Modelling Dependencies

As per our order of execution analysis in the overview document, let’s take on Dep Chain (#7) first. We have a perfect store for this data, ready to be filled: PDC, the product-definition center.

PDC-overview.png

PDC can hold many different kinds of data, but we’re only interested in a subset of its endpoints for this project. The release-components and the release-component-relationships endpoints.

(As an aside, the variety of other endpoints in PDC has led to much confusion, so its worth taking a moment to clarify. Housing the “Product Definition” data is only one small part of PDC’s design. It has a very effective endpoint for storing the manifests of completed composes (in the well-defined productmd format). It also has endpoints for storing contact information for various components (pkgdb plays that same role in Fedora). Very important for PnT Devops, it has tables to define a product before any parts of that product have been built. The goal there is to allow Product Management to submit a definition for a new product, and to in turn have all our other tools simply query PDC and follow suit. None of that has anything to do with modelling a dependency chain. It is only to point out that PDC does more than just define a product. It would be better named something like metadataDB -- the generic metadata store for our infrastructure.)

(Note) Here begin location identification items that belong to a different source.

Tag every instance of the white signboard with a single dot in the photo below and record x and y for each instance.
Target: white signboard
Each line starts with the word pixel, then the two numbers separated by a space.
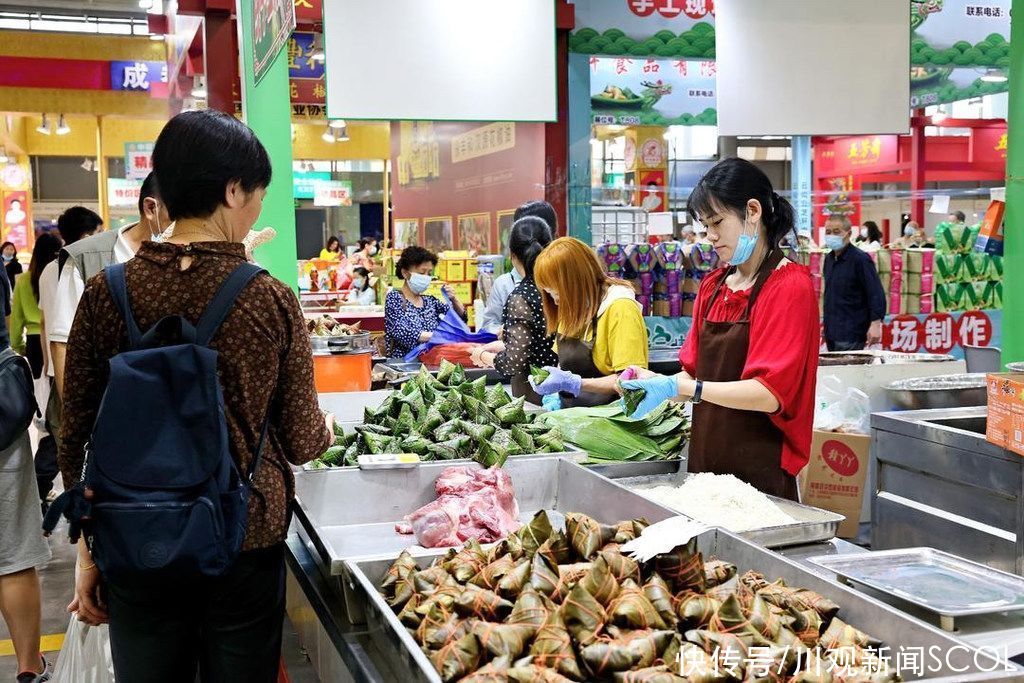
pixel 457 59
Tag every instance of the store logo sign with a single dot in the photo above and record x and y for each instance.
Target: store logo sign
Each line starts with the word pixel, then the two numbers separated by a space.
pixel 840 458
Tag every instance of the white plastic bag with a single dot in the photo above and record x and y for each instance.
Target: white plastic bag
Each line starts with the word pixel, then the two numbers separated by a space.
pixel 85 656
pixel 841 409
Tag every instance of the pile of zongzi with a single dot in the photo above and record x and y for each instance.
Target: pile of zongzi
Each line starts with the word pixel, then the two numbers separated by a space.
pixel 552 605
pixel 445 418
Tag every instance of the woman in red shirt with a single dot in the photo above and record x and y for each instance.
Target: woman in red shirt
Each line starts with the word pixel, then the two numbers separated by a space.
pixel 750 361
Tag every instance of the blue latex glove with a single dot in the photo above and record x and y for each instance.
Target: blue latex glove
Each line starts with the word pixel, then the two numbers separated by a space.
pixel 552 402
pixel 560 380
pixel 659 389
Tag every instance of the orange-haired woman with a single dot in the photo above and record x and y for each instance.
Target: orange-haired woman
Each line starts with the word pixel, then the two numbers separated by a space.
pixel 597 322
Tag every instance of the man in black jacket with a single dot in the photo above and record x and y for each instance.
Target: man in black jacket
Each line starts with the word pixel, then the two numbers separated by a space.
pixel 855 302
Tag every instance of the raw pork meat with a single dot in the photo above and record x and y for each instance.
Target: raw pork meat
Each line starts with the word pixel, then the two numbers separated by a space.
pixel 471 504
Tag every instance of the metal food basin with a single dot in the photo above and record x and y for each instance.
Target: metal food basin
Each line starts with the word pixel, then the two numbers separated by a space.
pixel 813 524
pixel 923 393
pixel 878 619
pixel 349 514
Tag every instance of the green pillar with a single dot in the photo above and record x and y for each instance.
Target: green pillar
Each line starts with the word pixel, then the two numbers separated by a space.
pixel 267 110
pixel 1013 286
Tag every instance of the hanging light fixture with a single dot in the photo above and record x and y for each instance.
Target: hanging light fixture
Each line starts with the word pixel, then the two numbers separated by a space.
pixel 994 76
pixel 199 87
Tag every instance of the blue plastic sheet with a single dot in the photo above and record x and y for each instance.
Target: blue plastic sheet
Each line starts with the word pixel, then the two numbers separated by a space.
pixel 451 330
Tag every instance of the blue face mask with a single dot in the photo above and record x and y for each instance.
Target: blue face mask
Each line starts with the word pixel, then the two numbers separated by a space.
pixel 419 282
pixel 744 248
pixel 835 242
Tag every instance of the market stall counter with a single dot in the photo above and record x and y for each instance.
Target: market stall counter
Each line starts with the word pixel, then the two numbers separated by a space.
pixel 940 483
pixel 330 608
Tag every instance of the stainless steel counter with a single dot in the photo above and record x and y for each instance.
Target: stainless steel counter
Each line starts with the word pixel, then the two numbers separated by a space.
pixel 939 483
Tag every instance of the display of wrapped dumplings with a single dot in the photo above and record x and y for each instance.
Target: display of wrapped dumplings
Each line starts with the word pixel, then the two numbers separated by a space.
pixel 548 604
pixel 445 418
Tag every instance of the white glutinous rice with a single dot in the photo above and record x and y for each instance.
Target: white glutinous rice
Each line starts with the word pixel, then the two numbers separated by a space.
pixel 720 500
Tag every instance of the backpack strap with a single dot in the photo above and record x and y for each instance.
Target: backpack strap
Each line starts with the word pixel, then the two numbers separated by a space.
pixel 223 301
pixel 118 286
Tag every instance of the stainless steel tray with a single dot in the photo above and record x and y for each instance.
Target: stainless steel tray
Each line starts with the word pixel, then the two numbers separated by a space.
pixel 938 582
pixel 814 524
pixel 958 662
pixel 348 513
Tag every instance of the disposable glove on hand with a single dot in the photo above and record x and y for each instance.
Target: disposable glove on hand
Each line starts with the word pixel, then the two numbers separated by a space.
pixel 659 389
pixel 558 380
pixel 552 402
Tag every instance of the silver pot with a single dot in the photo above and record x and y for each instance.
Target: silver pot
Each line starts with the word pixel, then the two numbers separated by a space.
pixel 921 393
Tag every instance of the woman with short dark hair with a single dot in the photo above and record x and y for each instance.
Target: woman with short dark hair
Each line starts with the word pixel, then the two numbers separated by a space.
pixel 410 315
pixel 213 173
pixel 525 341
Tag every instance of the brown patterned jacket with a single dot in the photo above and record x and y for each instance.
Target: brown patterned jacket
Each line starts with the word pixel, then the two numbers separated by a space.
pixel 264 364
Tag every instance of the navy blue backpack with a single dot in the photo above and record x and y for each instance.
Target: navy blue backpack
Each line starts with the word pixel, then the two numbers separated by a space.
pixel 165 498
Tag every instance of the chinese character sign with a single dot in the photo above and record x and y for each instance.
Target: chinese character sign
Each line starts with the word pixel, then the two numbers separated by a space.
pixel 273 22
pixel 123 191
pixel 137 76
pixel 15 219
pixel 332 193
pixel 138 160
pixel 942 333
pixel 662 92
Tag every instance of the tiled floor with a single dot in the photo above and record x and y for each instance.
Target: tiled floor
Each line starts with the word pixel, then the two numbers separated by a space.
pixel 57 587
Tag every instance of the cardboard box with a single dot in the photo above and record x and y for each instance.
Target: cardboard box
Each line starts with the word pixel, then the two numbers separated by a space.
pixel 463 292
pixel 1006 411
pixel 883 261
pixel 836 476
pixel 919 260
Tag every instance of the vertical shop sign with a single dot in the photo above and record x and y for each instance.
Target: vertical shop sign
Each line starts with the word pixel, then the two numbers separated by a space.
pixel 273 22
pixel 802 181
pixel 15 218
pixel 332 193
pixel 138 76
pixel 308 11
pixel 138 160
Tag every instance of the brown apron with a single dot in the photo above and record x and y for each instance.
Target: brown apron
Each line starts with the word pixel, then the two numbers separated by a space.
pixel 724 440
pixel 576 355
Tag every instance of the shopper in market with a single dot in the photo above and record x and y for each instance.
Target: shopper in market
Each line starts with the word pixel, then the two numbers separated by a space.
pixel 25 316
pixel 22 545
pixel 750 360
pixel 10 263
pixel 597 323
pixel 525 341
pixel 213 174
pixel 364 256
pixel 494 313
pixel 870 237
pixel 361 293
pixel 410 315
pixel 854 299
pixel 333 250
pixel 74 224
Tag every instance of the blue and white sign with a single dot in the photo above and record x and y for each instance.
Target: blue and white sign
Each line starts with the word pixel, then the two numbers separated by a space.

Some of the metadata types in PDC are new, unique kinds of data for which we have no other home. Inside Red Hat (where we don't have pkgdb), we currently have nowhere to reliably query for per-component contact information - that’s a unique PDC endpoint. We have nowhere to define hypothetical products - that’s a unique PDC endpoint. Being the only copy, they are authoritative.

Other PDC endpoints are queryable caches of data that really live elsewhere. The compose manifests in PDC are really just copies of the manifests stored on-disk in the compose tree. For these endpoints only, PDC acts like a data mart -- a non-authoritative cache designed for convenient access.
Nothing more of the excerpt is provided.